Sem poder ir a shows, o público está experimentando novos modos de consumir música. Tentando se posicionar neste novo momento, artistas e outros agitadores culturais, por sua vez, testam formas de usar o financiamento coletivo, ferramenta que já havia se consolidado no mercado, mas que tem se revelado mais criativa e flexível com a pandemia.
Um dos principais divulgadores do blues no Rio Grande do Sul, Luciano Leães acaba de lançar a campanha Vida de Pianista na plataforma Catarse. Trata-se de uma ação de financiamento permanente, em que os apoiadores contribuem mensalmente em troca de materiais exclusivos, a exemplo de projetos que já são bastante difundidos no Exterior, como o norte-americano Patreon.
O financiamento continuado é uma alternativa que tem se ampliado no Brasil, mas Leães mesclou características de um crowdfunding pontual, com hora para acabar. Há um objetivo a cumprir: o lançamento de seu próximo disco, previsto para maio de 2021.
– Com a pandemia, os músicos ficaram sem a principal fonte de renda, que são os shows. Não foi diferente comigo. Comecei a buscar alternativas e lembrei dos meus ídolos, que estão em iniciativas como o Patreon. Juntei isso com o desejo que já tinha de realizar um crowdfunding para meu novo disco – conta Leães.
Os apoiadores participam de reuniões para sugerir os rumos do álbum e têm poder de voto na escolha do repertório. Também recebem vídeos e áudios com atualizações do trabalho no estúdio e podcasts com seleções musicais comentadas e entrevistas.
– Depois que o disco sair, a ideia é que a campanha continue para o próximo, e assim por diante – planeja Leães.
Apesar de não estar em uma campanha permanente, o projeto 100 Grandes Álbuns do Rock Gaúcho trabalha com uma ideia de prazo bastante distinta da maior parte dos financiamentos coletivos. Enquanto a maioria dos projetos conta com cerca de 45 dias de prazo, a iniciativa foi lançada há uma semana e deve ficar no ar até julho de 2021. A meta é lançar um livro em formato grande e luxuoso, ao estilo coffee table book, com os discos que fizeram a história do rock no Estado.
O projeto tem à frente o jornalista Cristiano Bastos e o designer Rafael Cony.
– Um dos grandes diferenciais do crowdfunding é a possibilidade do financiador exercer o importante papel de um mecenas que ajuda a gestar importantes projetos culturais, os quais, principalmente em tempos de crise, como agora, não poderiam ser realizados – avalia Bastos.

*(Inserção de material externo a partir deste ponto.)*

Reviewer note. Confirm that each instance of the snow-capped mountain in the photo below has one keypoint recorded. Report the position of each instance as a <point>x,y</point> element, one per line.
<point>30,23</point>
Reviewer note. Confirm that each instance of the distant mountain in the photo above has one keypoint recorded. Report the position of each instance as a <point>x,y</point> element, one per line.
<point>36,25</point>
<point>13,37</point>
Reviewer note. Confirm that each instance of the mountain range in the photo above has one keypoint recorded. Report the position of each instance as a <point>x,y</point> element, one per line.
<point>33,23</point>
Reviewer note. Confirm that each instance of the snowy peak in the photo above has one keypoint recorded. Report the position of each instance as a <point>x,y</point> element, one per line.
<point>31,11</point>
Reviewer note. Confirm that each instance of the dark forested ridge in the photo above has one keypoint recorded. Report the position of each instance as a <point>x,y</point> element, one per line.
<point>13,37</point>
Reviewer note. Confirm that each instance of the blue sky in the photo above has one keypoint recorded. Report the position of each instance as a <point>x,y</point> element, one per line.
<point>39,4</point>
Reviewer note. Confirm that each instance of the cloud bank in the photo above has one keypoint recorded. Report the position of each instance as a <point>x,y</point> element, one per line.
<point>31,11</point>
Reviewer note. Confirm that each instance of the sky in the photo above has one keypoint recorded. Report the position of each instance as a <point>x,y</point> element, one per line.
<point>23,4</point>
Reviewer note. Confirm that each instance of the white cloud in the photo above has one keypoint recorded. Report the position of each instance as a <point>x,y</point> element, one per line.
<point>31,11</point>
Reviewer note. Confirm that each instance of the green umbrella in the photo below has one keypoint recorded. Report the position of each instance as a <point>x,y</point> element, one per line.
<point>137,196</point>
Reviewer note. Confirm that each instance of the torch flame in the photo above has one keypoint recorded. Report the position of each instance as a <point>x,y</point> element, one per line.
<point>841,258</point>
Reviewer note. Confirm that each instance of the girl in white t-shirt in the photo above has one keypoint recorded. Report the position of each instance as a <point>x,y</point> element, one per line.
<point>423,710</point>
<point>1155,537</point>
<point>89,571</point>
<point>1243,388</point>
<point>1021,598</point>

Um grupo criado no Facebook voltado para a publicação também engaja o público, que recebe informações exclusivas da pesquisa. Os leitores também poderão votar para eleger um disco entre os seus prediletos. O álbum eleito ganhará o selo indicativo Escolha do Público.
– O termo rock que intitula o livro serve, sobretudo, para identificar um gênero de música muito associado à juventude gaúcha. Mas isso não significa que é só rock que o livro vai abarcar – explica Bastos.
Praticidade
Há também os artistas que prescindem de plataformas especiais para realizar seus financiamentos coletivos. É o caso do violonista Rodrigo Nassif, que planeja lançar até outubro o próximo disco de seu trio, complementado por Leandro Schirmer (bateria e teclados) e Samuel Basso (baixo).
O grupo vinha com uma movimentada agenda de shows, depois de circular pelos Estados Unidos e diferentes cidades do Brasil. Com a pandemia, muitos concertos foram cancelados e Nassif resolveu se dedicar a um novo disco por meio do financiamento coletivo.
O músico chegou a cadastrar uma campanha em um site voltado para crowdfundings, mas muitos fãs tinham dificuldade ou resistência para realizar o cadastro antes de pagar. A solução encontrada foi simples: escreveu uma mensagem com um resumo do projeto, valores sugeridos para doação e conta bancária, e a tem repassado para seus contatos nas redes sociais, acompanhada de um vídeo explicativo.
– É através dessa mensagem que o disco vem saindo do chão. Se a pessoa responde que não curte fazer cadastro, já digo na hora que não precisa. Se mora fora do Brasil, fiz um PayPal. Facilito tudo o que for possível. E está dando certo. Já paguei o estúdio e quase todos os músicos convidados – comemora Nassif.